Pursue what you love, live within what it pays

Executive overview

Most people already know their passion but talk themselves out of it — assuming it's silly or can't pay. The real trap is chasing income at the expense of happiness, then spending that income to maintain a lifestyle that keeps them trapped.

Redefine success as contentment: do what you love and live within what that thing pays, whether it's $50k or $50 million.

  • Stigma around downsizing — smaller home, older car — is what keeps people locked in the wrong career.
  • Failure counts as success: knowing you tried eliminates the "what if" permanently.
  • Self-awareness is the skill; copying someone else's morning routine misses the point entirely.

Most people already know their passion

  • People talk themselves out of passions by assuming they must reach elite status (e.g., "I have to be Beyoncé to sing").
  • The actual math: earn $53k singing, spend under $45k — you're happy.
  • Video games weren't a career 30 years ago; almost every passionate kid who stayed the course would have outearned the lawyers and executives.
  • Not knowing your passion is an opportunity, not a failure — it means three years of guilt-free exploration.
  • Try things: cooking classes, skiing, board games, wine, sneakers. You can't find your home without walking through doors.

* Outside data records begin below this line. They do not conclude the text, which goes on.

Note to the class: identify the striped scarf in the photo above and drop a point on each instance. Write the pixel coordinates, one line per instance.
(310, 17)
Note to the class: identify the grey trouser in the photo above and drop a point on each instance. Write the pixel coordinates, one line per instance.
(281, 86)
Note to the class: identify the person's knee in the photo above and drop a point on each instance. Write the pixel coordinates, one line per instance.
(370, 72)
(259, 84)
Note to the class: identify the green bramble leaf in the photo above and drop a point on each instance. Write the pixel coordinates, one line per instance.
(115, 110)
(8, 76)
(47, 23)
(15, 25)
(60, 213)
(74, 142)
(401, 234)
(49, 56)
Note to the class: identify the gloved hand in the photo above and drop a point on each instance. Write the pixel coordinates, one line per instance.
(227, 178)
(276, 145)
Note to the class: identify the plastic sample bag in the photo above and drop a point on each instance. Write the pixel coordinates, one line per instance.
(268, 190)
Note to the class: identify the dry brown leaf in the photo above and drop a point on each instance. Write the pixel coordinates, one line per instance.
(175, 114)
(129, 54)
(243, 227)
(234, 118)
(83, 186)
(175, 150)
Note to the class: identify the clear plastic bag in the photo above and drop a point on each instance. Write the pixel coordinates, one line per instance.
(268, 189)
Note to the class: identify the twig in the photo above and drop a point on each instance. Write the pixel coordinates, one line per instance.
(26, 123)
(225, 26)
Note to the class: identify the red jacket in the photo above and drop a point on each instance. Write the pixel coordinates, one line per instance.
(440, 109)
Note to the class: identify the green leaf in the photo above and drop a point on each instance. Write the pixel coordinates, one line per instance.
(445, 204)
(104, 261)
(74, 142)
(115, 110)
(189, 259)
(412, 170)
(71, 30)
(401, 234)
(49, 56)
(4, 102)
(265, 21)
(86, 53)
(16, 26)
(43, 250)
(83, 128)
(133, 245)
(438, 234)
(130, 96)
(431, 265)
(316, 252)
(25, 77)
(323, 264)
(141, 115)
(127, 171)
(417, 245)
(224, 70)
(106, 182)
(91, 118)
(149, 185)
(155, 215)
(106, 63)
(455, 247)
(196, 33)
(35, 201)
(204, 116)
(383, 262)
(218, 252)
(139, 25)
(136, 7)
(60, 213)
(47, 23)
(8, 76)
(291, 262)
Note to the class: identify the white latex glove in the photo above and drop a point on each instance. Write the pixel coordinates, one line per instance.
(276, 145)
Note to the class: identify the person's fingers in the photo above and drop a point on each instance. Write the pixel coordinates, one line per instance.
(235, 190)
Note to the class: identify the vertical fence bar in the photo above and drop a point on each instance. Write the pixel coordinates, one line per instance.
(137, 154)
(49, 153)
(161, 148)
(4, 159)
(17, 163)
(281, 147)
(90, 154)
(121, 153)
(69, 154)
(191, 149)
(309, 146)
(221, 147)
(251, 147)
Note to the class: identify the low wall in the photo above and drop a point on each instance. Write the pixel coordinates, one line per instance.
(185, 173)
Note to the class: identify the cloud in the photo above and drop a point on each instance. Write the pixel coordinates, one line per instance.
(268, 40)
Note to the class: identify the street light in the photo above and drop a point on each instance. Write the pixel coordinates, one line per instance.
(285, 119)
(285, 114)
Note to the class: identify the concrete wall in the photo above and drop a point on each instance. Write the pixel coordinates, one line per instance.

Living within your means unlocks career freedom

  • Downsizing your home or car is socially stigmatised almost everywhere — that stigma is what traps people in jobs they hate.
  • People with families face the hardest version: trading kids' bedrooms and a backyard against their own fulfilment.
  • Long-term cost of staying unhappy: resentment, alcoholism, escapism — far heavier than a smaller apartment.
  • Many people earning $1M/year are deeply stressed because they overextended — it's not income, it's the relationship with money.

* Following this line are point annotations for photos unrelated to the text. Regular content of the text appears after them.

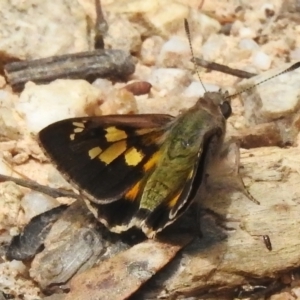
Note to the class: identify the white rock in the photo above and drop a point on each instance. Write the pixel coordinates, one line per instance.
(295, 54)
(195, 89)
(248, 44)
(163, 20)
(213, 47)
(169, 78)
(53, 27)
(174, 52)
(261, 60)
(41, 105)
(150, 49)
(35, 203)
(274, 99)
(203, 25)
(246, 32)
(123, 35)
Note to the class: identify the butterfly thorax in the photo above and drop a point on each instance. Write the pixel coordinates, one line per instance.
(179, 152)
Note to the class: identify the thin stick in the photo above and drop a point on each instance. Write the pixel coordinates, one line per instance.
(222, 68)
(101, 26)
(188, 33)
(291, 68)
(55, 193)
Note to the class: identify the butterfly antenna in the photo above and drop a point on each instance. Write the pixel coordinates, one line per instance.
(289, 69)
(188, 33)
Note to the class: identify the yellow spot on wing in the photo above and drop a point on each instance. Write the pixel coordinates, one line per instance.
(94, 152)
(78, 129)
(133, 157)
(143, 131)
(133, 192)
(173, 201)
(113, 152)
(114, 134)
(152, 161)
(78, 124)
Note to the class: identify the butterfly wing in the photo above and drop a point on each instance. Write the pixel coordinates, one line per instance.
(104, 156)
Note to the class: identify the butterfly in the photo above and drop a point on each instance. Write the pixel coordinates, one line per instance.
(139, 170)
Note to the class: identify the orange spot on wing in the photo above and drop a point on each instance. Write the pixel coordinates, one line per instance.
(133, 192)
(152, 161)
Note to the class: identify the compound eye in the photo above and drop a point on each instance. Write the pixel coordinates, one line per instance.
(226, 109)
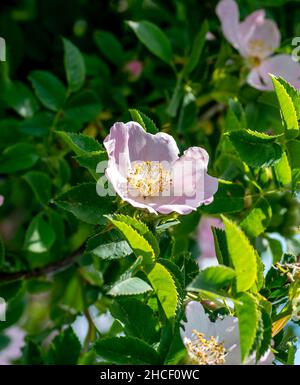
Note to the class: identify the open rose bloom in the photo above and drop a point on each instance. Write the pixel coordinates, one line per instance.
(146, 171)
(256, 39)
(215, 343)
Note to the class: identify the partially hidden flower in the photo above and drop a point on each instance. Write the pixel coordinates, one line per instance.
(134, 68)
(214, 343)
(256, 38)
(146, 171)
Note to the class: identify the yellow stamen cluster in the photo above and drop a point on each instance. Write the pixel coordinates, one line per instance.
(257, 48)
(149, 178)
(205, 352)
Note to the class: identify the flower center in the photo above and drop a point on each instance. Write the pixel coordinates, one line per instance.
(149, 178)
(205, 352)
(258, 48)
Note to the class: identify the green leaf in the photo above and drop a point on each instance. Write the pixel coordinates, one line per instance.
(176, 98)
(197, 49)
(83, 107)
(153, 38)
(213, 279)
(41, 185)
(19, 97)
(20, 156)
(147, 123)
(130, 312)
(138, 243)
(39, 125)
(242, 255)
(293, 93)
(267, 334)
(288, 111)
(74, 66)
(2, 252)
(142, 229)
(85, 204)
(235, 118)
(136, 116)
(293, 147)
(79, 143)
(126, 350)
(256, 149)
(108, 246)
(221, 246)
(248, 316)
(130, 286)
(91, 160)
(39, 236)
(283, 171)
(228, 199)
(165, 289)
(64, 349)
(258, 218)
(49, 89)
(110, 47)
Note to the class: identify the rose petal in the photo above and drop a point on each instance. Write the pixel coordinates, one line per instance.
(279, 65)
(228, 13)
(262, 40)
(247, 27)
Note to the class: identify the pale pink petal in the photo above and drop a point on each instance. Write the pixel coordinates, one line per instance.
(131, 170)
(247, 28)
(279, 65)
(134, 67)
(192, 186)
(263, 39)
(228, 13)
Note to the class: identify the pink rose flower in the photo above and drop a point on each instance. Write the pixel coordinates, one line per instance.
(146, 171)
(256, 39)
(134, 67)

Self-awareness over imitation

  • There is no universal morning routine, sleep schedule, or work cadence — copying one is category error.
  • Gary checks his phone first thing because he runs a global company; someone else meditating for an hour is equally correct.
  • The framework that works is: take one thing from one person, two from another — the synthesis is you.
  • Education conditions people to believe there is one right way; most "I don't know what I'm doing" anxiety comes from that conditioning.
  • Changing your mind is a strength, not inconsistency.

Nice guys finish first — the real definition

  • Most "nice guys who finish last" are either conflict-avoidant (can't be candid, get walked over) or manipulative (doing favours to extract larger favours).
  • Neither is genuine kindness — the former is fear, the latter is transactional.
  • Finishing first means feeling good about yourself; burning bridges for money produces the deeply unhappy 70-year-olds Gary is surrounded by.
  • Talent is also a variable — being nice and untalented will still produce poor outcomes regardless.

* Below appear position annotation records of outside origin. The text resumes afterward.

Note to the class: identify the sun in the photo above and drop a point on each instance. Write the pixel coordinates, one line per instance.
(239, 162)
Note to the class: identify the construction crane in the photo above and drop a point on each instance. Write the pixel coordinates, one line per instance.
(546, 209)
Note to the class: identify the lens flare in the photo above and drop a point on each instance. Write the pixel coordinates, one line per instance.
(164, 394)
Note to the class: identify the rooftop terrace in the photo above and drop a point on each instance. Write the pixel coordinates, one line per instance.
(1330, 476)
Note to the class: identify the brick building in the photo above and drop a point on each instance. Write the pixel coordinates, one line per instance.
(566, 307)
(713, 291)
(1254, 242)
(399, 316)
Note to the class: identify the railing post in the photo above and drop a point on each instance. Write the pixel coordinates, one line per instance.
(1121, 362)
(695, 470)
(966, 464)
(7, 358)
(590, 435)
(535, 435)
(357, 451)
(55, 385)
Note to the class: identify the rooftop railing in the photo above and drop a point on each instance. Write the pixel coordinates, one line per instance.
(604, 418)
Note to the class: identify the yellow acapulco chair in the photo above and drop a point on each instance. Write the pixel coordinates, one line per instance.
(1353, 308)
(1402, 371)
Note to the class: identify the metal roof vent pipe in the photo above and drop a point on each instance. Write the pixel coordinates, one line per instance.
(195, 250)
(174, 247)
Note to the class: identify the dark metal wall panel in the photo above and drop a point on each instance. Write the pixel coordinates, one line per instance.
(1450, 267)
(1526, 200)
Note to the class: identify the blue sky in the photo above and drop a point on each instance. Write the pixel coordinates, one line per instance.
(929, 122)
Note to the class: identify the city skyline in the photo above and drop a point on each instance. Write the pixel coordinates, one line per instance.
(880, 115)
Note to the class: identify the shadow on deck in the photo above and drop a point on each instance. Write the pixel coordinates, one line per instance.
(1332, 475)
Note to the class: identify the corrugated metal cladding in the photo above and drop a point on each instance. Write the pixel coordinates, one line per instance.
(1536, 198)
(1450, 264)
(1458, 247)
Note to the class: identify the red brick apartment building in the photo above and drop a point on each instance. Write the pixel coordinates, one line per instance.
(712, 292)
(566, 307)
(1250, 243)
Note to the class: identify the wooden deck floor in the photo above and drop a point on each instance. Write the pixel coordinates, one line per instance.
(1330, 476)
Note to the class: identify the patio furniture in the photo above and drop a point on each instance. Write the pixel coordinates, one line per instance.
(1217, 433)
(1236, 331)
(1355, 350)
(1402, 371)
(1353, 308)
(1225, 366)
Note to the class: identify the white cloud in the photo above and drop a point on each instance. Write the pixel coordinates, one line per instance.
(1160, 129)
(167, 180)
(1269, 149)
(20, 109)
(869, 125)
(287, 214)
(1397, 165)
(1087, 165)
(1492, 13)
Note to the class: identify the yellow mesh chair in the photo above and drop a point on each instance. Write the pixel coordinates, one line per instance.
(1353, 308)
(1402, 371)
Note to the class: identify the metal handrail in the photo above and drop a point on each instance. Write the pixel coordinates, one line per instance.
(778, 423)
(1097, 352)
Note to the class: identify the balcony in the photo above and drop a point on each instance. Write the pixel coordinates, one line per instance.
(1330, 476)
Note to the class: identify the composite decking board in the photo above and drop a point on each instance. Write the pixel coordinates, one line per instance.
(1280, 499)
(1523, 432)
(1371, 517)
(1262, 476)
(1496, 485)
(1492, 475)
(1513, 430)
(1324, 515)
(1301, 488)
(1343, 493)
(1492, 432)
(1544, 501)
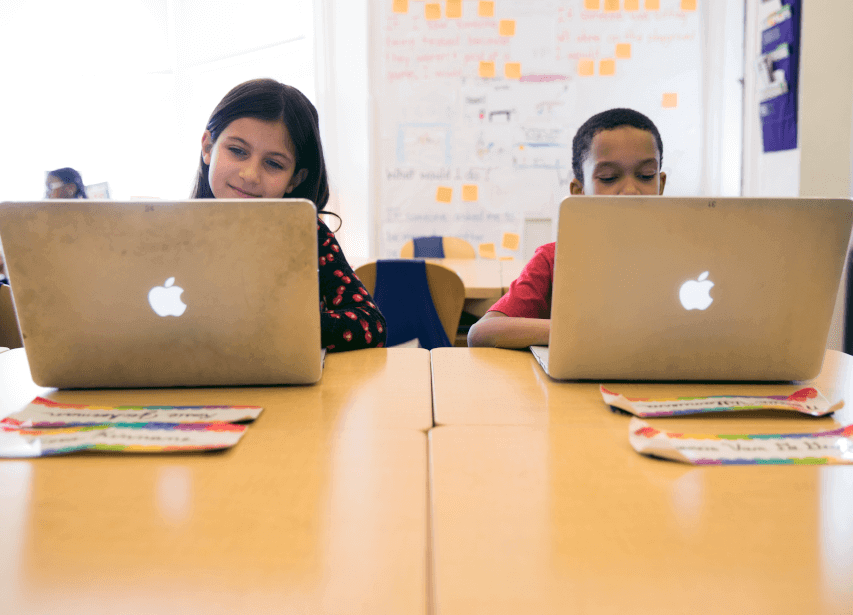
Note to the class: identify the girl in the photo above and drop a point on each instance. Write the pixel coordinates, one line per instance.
(263, 141)
(65, 183)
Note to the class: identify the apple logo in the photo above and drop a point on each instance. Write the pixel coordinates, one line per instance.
(166, 300)
(694, 294)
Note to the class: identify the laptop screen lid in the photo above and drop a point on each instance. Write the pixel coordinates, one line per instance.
(672, 288)
(186, 293)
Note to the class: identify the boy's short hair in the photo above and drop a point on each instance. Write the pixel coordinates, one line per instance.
(608, 120)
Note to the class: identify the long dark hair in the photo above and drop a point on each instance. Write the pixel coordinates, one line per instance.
(67, 175)
(269, 100)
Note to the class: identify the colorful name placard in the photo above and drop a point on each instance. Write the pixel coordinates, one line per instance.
(43, 412)
(46, 427)
(806, 401)
(124, 438)
(820, 448)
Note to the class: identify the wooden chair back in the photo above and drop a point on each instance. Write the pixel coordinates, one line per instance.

The thrill of the hunt over the trophy

  • Gary's framework for success is loving the process more than the outcome.
  • His goal of owning the New York Jets: he would prefer it arrives with 10 years to live and one Super Bowl — not because of the championship, but because the attempt is the joy.
  • Notoriety has made it hard to do things the world universally expects to fail — his favourite state.
  • Every compliment he attributes to his parents; every criticism he takes personal accountability for — it keeps him level.

On content creation and reaching people

  • Content creation is simultaneously selfish (creative fulfilment) and selfless (impact on audience).
  • Reading your own messages directly prevents your team from filtering and vanillaing the signal down.
  • Tenacity matters when reaching people; humble hunger is readable and welcomed, anxious entitlement is not.
  • The most important email Gary receives is from someone who tried, failed, and thanks him — because they'll never wonder "what if."

NFTs and blockchain — where Gary stood in 2023

  • Called 99% of NFT projects going to zero — before it happened.
  • Bear markets eliminate the purely money-motivated and force the question: what utility does owning this provide?
  • Analogy to 2000 internet crash: the internet wasn't a fad, the early greed was. Same pattern here.
  • Kids trained on Roblox, Minecraft, Fortnite are the native digital-asset consumers; the transition from collectible-with-utility to utility-with-collectibility is inevitable.